Tuesday, January 18, 2011

The Norton Simon Museum

The museum is an exquisite and beautifully designed masterpiece. Starting in the shaded circular parking lot through the walkway up to the museum where Rodin sculptures are grouped on the lawn, there is nothing that is not perfection.

Rembrandt van Rijn, Portrait of a Boy, 1606-1669. Oil on canvas
25-1/2 x 22 in. (64.8 x 55.9 cm). @The Norton Simon Foundation

The boy in the painting has often been identified as Rembrandt's son, Titus, because his face is rendered in sensitive, intimate detail, as if depicting a beloved family member. Although research suggests otherwise, the painting is still often called Titus.

 In its unfinished state, this exceptional picture offers invaluable insight into Rembrandt's working method. Over the rich, dark ground, the body and costume have been indicated merely with a few broad, sure brushstrokes. The collar, hair and head have been developed further, with layers of scumbles and glazes, while the face, particularly the eyes, has been fully modeled and highly finished. The child's face, bathed in an even, frontal light, radiates from the velvety darkness of the background. This unusually straightforward presentation reflects and enhances the engaging charm and openness of the ingenuous child, who eagerly presents himself to the viewer.
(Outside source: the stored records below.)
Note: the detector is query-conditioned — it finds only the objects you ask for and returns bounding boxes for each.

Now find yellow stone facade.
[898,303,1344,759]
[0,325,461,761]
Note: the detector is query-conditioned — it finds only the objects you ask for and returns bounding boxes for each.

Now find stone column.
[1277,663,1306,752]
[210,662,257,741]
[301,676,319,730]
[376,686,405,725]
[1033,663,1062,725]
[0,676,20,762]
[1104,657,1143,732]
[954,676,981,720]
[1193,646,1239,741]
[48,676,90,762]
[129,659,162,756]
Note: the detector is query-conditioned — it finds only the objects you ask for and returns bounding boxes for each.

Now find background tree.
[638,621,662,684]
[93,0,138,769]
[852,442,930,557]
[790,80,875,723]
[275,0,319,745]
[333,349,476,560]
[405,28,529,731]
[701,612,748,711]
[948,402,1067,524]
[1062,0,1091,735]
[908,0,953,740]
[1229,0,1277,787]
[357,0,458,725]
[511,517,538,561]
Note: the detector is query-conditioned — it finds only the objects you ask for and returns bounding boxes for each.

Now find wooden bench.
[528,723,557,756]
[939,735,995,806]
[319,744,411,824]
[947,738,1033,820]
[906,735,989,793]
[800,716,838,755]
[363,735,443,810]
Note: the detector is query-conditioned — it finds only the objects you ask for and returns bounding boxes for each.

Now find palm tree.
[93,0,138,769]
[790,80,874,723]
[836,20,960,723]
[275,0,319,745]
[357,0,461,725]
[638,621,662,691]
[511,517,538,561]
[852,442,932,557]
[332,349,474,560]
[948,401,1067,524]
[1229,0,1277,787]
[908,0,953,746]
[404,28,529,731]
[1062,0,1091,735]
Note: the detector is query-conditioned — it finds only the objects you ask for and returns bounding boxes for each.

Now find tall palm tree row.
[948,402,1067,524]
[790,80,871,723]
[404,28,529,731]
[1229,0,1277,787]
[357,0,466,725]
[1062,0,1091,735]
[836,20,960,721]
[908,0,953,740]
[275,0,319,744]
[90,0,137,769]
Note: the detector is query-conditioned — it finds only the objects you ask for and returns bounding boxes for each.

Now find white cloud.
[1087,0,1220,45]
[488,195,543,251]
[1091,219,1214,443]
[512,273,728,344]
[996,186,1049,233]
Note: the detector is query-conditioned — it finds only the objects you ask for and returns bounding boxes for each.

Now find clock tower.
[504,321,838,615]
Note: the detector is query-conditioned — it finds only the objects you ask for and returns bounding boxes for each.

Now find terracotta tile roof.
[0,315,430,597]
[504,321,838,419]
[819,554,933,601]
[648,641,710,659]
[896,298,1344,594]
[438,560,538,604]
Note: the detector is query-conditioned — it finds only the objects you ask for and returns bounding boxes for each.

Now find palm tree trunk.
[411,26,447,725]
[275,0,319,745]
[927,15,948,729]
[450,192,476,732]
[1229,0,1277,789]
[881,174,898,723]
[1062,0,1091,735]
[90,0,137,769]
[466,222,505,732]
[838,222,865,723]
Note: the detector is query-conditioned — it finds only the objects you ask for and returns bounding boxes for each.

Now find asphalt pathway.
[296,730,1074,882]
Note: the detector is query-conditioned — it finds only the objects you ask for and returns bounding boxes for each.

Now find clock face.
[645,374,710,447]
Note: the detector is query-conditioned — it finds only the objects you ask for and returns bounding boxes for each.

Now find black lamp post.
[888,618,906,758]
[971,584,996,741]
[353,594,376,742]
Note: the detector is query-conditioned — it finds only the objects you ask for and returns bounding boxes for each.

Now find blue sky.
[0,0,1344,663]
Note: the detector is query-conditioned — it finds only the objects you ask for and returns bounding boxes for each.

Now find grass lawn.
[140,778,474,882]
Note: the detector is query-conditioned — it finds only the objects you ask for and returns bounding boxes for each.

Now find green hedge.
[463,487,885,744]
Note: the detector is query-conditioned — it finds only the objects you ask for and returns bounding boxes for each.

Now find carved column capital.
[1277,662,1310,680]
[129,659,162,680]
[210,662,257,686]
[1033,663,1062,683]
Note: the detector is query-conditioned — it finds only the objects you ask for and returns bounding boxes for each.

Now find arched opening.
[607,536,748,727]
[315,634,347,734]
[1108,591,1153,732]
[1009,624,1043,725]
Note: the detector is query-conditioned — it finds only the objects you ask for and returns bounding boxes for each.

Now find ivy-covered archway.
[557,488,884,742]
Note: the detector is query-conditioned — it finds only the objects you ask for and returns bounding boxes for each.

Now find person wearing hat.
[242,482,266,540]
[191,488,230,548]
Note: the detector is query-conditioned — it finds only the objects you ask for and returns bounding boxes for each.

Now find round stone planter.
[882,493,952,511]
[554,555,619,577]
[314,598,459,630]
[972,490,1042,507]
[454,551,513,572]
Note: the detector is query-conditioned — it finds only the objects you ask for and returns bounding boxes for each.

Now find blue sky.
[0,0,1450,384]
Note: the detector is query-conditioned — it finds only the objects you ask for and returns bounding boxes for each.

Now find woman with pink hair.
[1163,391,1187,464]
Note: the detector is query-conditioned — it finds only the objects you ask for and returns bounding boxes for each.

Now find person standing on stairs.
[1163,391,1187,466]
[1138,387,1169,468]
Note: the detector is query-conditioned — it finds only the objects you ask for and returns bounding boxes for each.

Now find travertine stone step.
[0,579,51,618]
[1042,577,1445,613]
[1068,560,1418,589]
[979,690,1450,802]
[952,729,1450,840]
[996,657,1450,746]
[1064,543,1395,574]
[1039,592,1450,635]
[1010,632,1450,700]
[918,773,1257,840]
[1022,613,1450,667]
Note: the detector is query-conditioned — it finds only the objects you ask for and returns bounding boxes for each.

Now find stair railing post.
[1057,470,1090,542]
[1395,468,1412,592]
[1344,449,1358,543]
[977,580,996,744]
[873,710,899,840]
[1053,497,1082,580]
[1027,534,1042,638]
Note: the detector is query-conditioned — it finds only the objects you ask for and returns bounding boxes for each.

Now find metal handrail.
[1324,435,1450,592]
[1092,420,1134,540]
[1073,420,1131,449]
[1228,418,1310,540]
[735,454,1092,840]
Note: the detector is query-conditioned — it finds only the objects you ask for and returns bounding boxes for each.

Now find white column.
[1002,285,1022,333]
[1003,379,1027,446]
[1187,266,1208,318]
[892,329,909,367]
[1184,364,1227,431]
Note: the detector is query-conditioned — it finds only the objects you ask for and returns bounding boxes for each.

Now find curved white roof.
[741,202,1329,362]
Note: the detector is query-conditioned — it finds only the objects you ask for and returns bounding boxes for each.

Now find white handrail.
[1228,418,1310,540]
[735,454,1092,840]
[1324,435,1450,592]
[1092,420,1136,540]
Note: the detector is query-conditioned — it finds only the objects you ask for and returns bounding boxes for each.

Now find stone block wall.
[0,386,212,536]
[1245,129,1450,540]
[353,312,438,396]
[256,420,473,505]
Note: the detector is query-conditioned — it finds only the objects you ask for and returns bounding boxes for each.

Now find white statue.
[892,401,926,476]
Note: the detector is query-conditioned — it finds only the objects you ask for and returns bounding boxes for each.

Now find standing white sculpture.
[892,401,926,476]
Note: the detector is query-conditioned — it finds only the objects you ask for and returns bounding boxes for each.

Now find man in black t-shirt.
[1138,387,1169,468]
A mysterious animal, perhaps a pet, sits on the boy's shoulder. Some experts identify it as a parrot, others, a monkey. According to Arthur K. Wheelock, Jr., National Gallery of Art curator of northern baroque painting, it may be that the unfinished, cut-down painting is related to an anecdote described by the Dutch theorist Arnold Houbraken in his early 18th-century biography of Rembrandt: The artist, while painting a group portrait of a husband, his wife, and their children, decided to include an image of his pet monkey because it had just died and he had no other canvas on which to paint it. The family objected and the group portrait was left unfinished. Although Houbraken's anecdotes may not be entirely accurate, this one may account for the curious animal on the boy's shoulder and the unfinished character of this remarkable image.